Legislar, uma tarefa difícil.


Ricardo Bandle Filizzola é Advogado  em  São Paulo,  Mestre em Direito Processual Penal pela Pontifícia Universidade Católica de São Paulo e Membro do Conselho do Jovem Advogado da OAB/SP.


         

              Quando um fato trágico - fruto da violência generalizada - alcança grande destaque nos meios de comunicação, assistimos, com certa freqüência em nosso país, a uma imediata mobilização de nossos parlamentares e conseqüente produção de novas normas, que objetivam muito mais dar uma satisfação, uma resposta à chamada opinião pública, do que proporcionar o bem comum, verdadeiro objetivo da Justiça e do Direito, pois o Direito, na verdade, é um meio para a realização dos fins sociais da vida.

              Essas leis novas visam apenas atenuar o medo da população – por isso têm como principal ingrediente um forte sentimento de vingança, de desforra - e vêm sempre acompanhadas da promessa do legislador de que, diante do maior rigor adotado, eventuais infratores serão exemplarmente punidos, razão pela qual a paz e a tranqüilidade serão prontamente restabelecidas.

          Além disso, importante ressaltar que os responsáveis pela elaboração das leis são eleitos pelo voto; dessa forma, como Pôncio Pilatos, preferem agradar ao povo que, instigado pelo pânico, exige a “crucificação” dos transgressores.

          Não há dúvidas de que, no processo de formação da ordem jurídica, as correntes de opinião políticas, econômicas etc., as aspirações da coletividade, os estados de alma, -  enfim, todas as forças sociais que se movimentam no interior do agrupamento -devem ser consideradas; contudo, estes não são os únicos elementos com que deve trabalhar o legislador.

          Legislar é eleger, é dar preferência; portanto, o legislador deve avaliar os dados das realidades físicas, biológicas, psicológicas e psicossociológicas, para incluí-los numa escala de valores, considerando determinada visão do Direito e do mundo. O  Direito é muito mais do que simples resposta aos fenômenos sociais; não nasce alheio a toda e qualquer idéia ou princípio de valor.
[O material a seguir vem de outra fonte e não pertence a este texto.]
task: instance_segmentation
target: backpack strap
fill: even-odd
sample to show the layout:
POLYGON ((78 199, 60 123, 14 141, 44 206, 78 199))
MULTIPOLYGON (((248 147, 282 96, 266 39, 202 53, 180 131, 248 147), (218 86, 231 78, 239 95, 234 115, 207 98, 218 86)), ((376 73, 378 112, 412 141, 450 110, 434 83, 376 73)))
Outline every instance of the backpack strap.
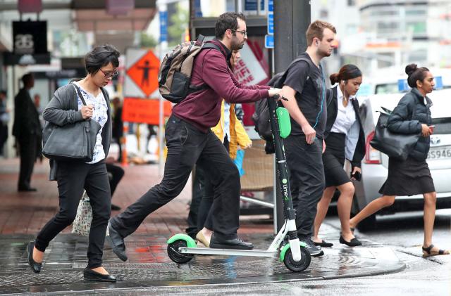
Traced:
MULTIPOLYGON (((202 35, 199 35, 199 36, 202 36, 202 35)), ((206 43, 202 46, 202 48, 201 49, 201 50, 204 50, 204 49, 215 49, 216 51, 219 51, 219 52, 221 52, 223 54, 223 56, 224 56, 224 58, 226 58, 226 62, 227 63, 227 56, 223 52, 223 51, 221 50, 219 46, 218 46, 216 44, 211 42, 206 43)), ((204 89, 209 89, 209 87, 210 86, 209 86, 206 84, 204 84, 202 85, 199 85, 199 86, 190 84, 190 90, 188 91, 188 94, 194 93, 196 91, 202 91, 204 89)))

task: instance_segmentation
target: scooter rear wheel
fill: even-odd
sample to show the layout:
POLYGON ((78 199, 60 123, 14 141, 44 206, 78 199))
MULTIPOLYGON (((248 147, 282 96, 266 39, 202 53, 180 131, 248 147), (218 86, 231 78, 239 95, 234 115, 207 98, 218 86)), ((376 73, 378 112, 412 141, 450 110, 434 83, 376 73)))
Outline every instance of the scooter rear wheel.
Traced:
POLYGON ((310 252, 305 248, 301 247, 301 259, 298 262, 293 259, 291 249, 287 250, 283 259, 283 264, 288 269, 294 272, 301 272, 304 271, 309 265, 311 259, 310 252))
POLYGON ((183 264, 190 262, 193 257, 192 254, 182 254, 179 252, 179 247, 186 247, 186 241, 178 240, 168 245, 168 256, 175 263, 183 264))

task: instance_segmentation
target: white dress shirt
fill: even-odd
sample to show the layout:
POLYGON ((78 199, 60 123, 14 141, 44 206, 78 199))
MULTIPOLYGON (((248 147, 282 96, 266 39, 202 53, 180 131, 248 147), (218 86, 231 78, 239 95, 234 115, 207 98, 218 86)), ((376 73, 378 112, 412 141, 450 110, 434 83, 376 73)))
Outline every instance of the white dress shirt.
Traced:
POLYGON ((333 123, 330 131, 333 133, 340 133, 347 134, 350 129, 355 122, 355 111, 354 106, 352 105, 352 100, 355 99, 355 96, 350 96, 348 98, 349 102, 347 105, 345 107, 343 105, 343 94, 341 92, 340 86, 337 86, 337 100, 338 110, 337 112, 337 117, 335 122, 333 123))

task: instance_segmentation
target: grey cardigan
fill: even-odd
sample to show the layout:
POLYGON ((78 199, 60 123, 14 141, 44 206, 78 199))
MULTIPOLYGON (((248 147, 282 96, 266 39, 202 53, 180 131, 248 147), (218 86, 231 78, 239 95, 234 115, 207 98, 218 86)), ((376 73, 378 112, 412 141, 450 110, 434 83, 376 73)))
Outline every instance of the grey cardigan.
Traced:
MULTIPOLYGON (((111 143, 111 110, 108 91, 101 87, 108 107, 108 120, 101 131, 101 143, 104 146, 105 156, 108 155, 111 143)), ((83 120, 81 111, 78 110, 78 103, 75 88, 72 84, 65 85, 56 89, 53 98, 44 110, 42 116, 48 122, 44 128, 43 138, 49 135, 54 125, 62 127, 68 123, 83 120)), ((43 139, 45 142, 47 139, 43 139)), ((50 160, 50 175, 49 179, 56 179, 57 162, 50 160)))

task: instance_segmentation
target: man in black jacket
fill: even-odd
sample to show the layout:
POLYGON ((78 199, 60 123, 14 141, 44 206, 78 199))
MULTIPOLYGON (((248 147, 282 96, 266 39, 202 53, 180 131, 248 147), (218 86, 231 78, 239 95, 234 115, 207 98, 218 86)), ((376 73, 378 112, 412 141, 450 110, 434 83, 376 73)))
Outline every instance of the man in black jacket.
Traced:
POLYGON ((23 88, 14 98, 13 125, 13 135, 17 140, 20 157, 18 190, 36 191, 30 182, 37 157, 37 139, 42 139, 42 129, 39 114, 30 96, 30 89, 35 86, 35 79, 31 74, 25 74, 22 77, 22 82, 23 88))

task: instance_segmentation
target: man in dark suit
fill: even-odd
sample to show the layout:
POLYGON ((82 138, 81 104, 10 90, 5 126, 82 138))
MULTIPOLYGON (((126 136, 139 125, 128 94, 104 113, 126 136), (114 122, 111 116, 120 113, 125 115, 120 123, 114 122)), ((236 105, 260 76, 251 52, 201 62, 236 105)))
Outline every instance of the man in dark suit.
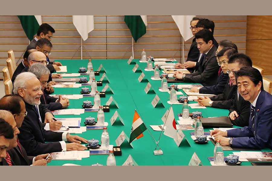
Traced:
POLYGON ((197 33, 195 37, 197 48, 199 52, 203 54, 199 62, 198 70, 187 75, 177 71, 174 74, 174 77, 186 82, 200 83, 204 86, 215 85, 219 67, 215 56, 216 48, 213 45, 212 33, 208 30, 204 29, 197 33))
MULTIPOLYGON (((52 27, 47 23, 43 23, 39 27, 37 31, 37 36, 35 36, 30 42, 30 43, 28 46, 27 49, 36 49, 37 42, 41 38, 46 38, 49 41, 51 41, 53 36, 53 33, 54 33, 55 30, 52 27)), ((50 66, 53 65, 55 69, 57 69, 58 66, 62 66, 61 64, 59 62, 50 62, 49 59, 47 59, 50 66)), ((50 70, 50 67, 47 68, 48 68, 48 69, 50 70)))
POLYGON ((230 56, 228 62, 229 77, 223 93, 210 98, 198 97, 197 101, 199 104, 215 108, 230 109, 237 94, 237 85, 233 71, 238 70, 242 67, 252 66, 252 61, 249 57, 243 53, 235 53, 230 56))
POLYGON ((42 90, 44 91, 44 94, 40 97, 40 101, 45 105, 47 108, 53 111, 67 107, 69 105, 69 100, 67 98, 60 95, 59 99, 51 97, 44 91, 47 87, 47 83, 50 73, 48 68, 41 64, 35 63, 30 67, 28 71, 35 74, 40 81, 42 90))
POLYGON ((8 166, 5 158, 9 143, 14 137, 12 127, 3 119, 0 118, 0 166, 8 166))
MULTIPOLYGON (((13 95, 11 96, 13 97, 14 97, 16 96, 13 95)), ((21 107, 21 106, 18 106, 18 105, 14 104, 15 103, 19 103, 19 105, 20 105, 20 102, 18 102, 18 101, 15 101, 16 102, 15 102, 13 100, 11 100, 11 99, 9 98, 11 97, 10 96, 6 96, 5 97, 8 98, 7 98, 7 99, 5 98, 2 98, 1 100, 0 100, 0 102, 2 102, 2 103, 4 103, 5 105, 7 106, 10 108, 10 106, 6 101, 11 100, 11 102, 10 103, 10 104, 12 104, 13 106, 16 107, 15 108, 12 107, 11 109, 12 110, 16 110, 15 111, 18 112, 18 109, 21 109, 20 108, 18 109, 17 108, 18 107, 21 107), (5 101, 4 100, 3 101, 3 99, 5 100, 5 101)), ((21 98, 19 99, 17 97, 16 98, 18 100, 20 100, 20 101, 23 102, 23 101, 21 98)), ((23 106, 23 105, 21 105, 23 106)), ((25 110, 24 106, 22 108, 25 110, 25 110)), ((25 113, 24 113, 21 114, 24 115, 24 114, 25 113)), ((20 125, 21 124, 21 122, 22 122, 22 119, 23 120, 24 117, 22 117, 23 119, 22 119, 22 118, 20 118, 20 117, 22 117, 20 116, 20 113, 14 114, 13 115, 12 113, 9 111, 5 110, 0 110, 0 118, 3 119, 5 121, 8 123, 12 126, 13 129, 14 135, 14 139, 11 141, 9 146, 7 149, 7 156, 5 158, 6 161, 10 166, 30 165, 37 166, 46 165, 48 161, 50 161, 51 159, 50 158, 48 160, 45 160, 46 157, 48 156, 48 154, 40 155, 35 157, 28 157, 24 148, 21 145, 19 139, 17 138, 18 134, 20 134, 20 132, 18 129, 18 126, 20 126, 20 125), (17 115, 18 116, 15 116, 15 115, 17 115), (17 124, 17 123, 15 122, 15 117, 17 117, 18 120, 19 119, 18 121, 18 124, 17 124)))
POLYGON ((33 52, 35 52, 37 51, 37 50, 36 49, 30 49, 27 50, 25 52, 24 54, 23 61, 20 64, 18 65, 15 70, 15 71, 14 71, 14 73, 13 73, 12 77, 11 78, 11 81, 12 82, 12 84, 14 82, 14 80, 15 80, 16 76, 18 74, 21 72, 25 68, 26 68, 28 67, 28 56, 29 55, 29 54, 33 52))
POLYGON ((232 55, 237 53, 236 50, 230 47, 224 48, 216 55, 218 65, 221 68, 221 71, 219 74, 217 84, 212 86, 205 87, 200 89, 195 87, 190 91, 201 94, 208 94, 218 95, 222 93, 225 88, 225 85, 228 79, 228 61, 232 55))
POLYGON ((43 93, 40 81, 34 74, 30 72, 19 74, 15 79, 14 87, 14 93, 24 100, 28 112, 20 129, 21 134, 19 138, 28 155, 87 149, 80 144, 80 141, 87 143, 87 140, 78 136, 72 136, 67 132, 47 131, 42 126, 41 123, 45 122, 42 119, 42 116, 51 116, 48 122, 52 122, 53 121, 53 116, 51 113, 43 111, 40 106, 37 107, 40 103, 40 99, 43 93), (65 141, 74 142, 66 144, 65 141))
POLYGON ((226 132, 216 129, 211 135, 223 146, 271 149, 272 95, 264 90, 263 78, 257 69, 242 67, 235 74, 239 93, 251 103, 248 126, 226 132))

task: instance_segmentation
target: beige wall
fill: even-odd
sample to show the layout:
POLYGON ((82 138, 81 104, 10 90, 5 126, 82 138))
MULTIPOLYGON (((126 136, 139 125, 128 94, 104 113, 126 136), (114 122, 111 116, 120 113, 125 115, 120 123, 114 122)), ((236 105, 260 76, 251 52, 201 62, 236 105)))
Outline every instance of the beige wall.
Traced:
MULTIPOLYGON (((245 52, 246 16, 199 16, 213 21, 215 38, 219 41, 228 39, 237 45, 239 51, 245 52)), ((71 16, 42 16, 43 23, 55 30, 52 43, 51 60, 70 59, 80 45, 79 34, 73 24, 71 16)), ((130 32, 124 21, 124 16, 95 16, 95 29, 83 42, 83 58, 128 59, 131 54, 130 32), (129 49, 128 51, 127 50, 129 49)), ((175 57, 180 61, 181 37, 171 16, 147 16, 147 33, 134 44, 134 57, 140 57, 143 48, 147 56, 156 57, 175 57)), ((188 28, 189 25, 188 25, 188 28)), ((185 44, 185 59, 191 42, 185 44)), ((0 70, 5 66, 7 52, 15 52, 18 60, 28 44, 28 40, 16 16, 0 16, 0 70)), ((74 59, 80 59, 76 53, 74 59)), ((18 62, 20 62, 21 59, 18 62)), ((2 71, 1 71, 2 72, 2 71)), ((0 74, 0 78, 2 77, 0 74)))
          No entanto, ainda que seja o Homem que valora o ser, o valor já existe antes mesmo da formulação do juízo de valor, e cabe ao Homem apenas a tarefa de revelar o valor e trazê-lo ao conhecimento; ou seja: o Homem não cria o valor, apenas o descobre; logo, podemos afirmar também que o valor é um dado objetivo; se assim não fosse, ele não seria descoberto, já que estaria no julgamento do Homem.

           A realidade do Direito está impregnada de valores cujo conteúdo é a Justiça, da mesma maneira que o conteúdo das normas éticas são o bem e a moral, razão pela qual não se pode compreender o Direito e diferenciá-lo das demais normas, sem condicioná-lo ao valor Justiça. O Direito está necessariamente condicionado ao valor Justiça.

          Direito injusto não pode ser considerado Direito. A simples forma jurídica, decorrente da vontade popular, elaborada segundo a técnica jurídica, pode ser considerada convenção humana, mas jamais será Direito se não tiver conteúdo justo.

         Só por meio da análise e inclusão dos fenômenos sociais numa escala de valores é que o legislador poderá verificar que o medo, o pânico e a violência generalizada que assolam nosso país, na verdade, têm como fundamentos a violência social, a agressividade competitiva do mundo moderno, o desprezo pelo próximo, o desamor, nessa sociedade que não se relaciona, não se interpenetra e que se vê reciprocamente com ódio.

           Estes são os fatos trágicos que merecem ser combatidos com vigor, essa flagrante contradição com a natureza do Homem, que só vive em relação; que enquanto vive, necessariamente convive. O homem que não é solitário, mas solidário.

          É por esta razão que a turba, essa massa humana em desordem, movida por sentimentos de paga, de vingança, de desforra, não deve ser conselheira do legislador. É preciso também respeitar os denominados direitos naturais do ser humano, inalienáveis e imprescritíveis. Há, sem nenhuma dúvida, normas jurídicas que nascem da própria natureza humana, e portanto estão situadas acima das leis dos homens.

          Esta é a difícil tarefa do legislador: elaborar leis que propiciem a realização do bem comum, sem deixar de ter em mente que o Homem não é apenas sujeito do Direito, mas é – também e principalmente - sua causa eficiente e final; foi isto que pretenderam dizer os Romanos:  o Direito é hominum causa”. Cabe ao Direito conciliar, pôr em harmonia, conjuntamente, essas polarizações necessárias à realização dos fins humanos.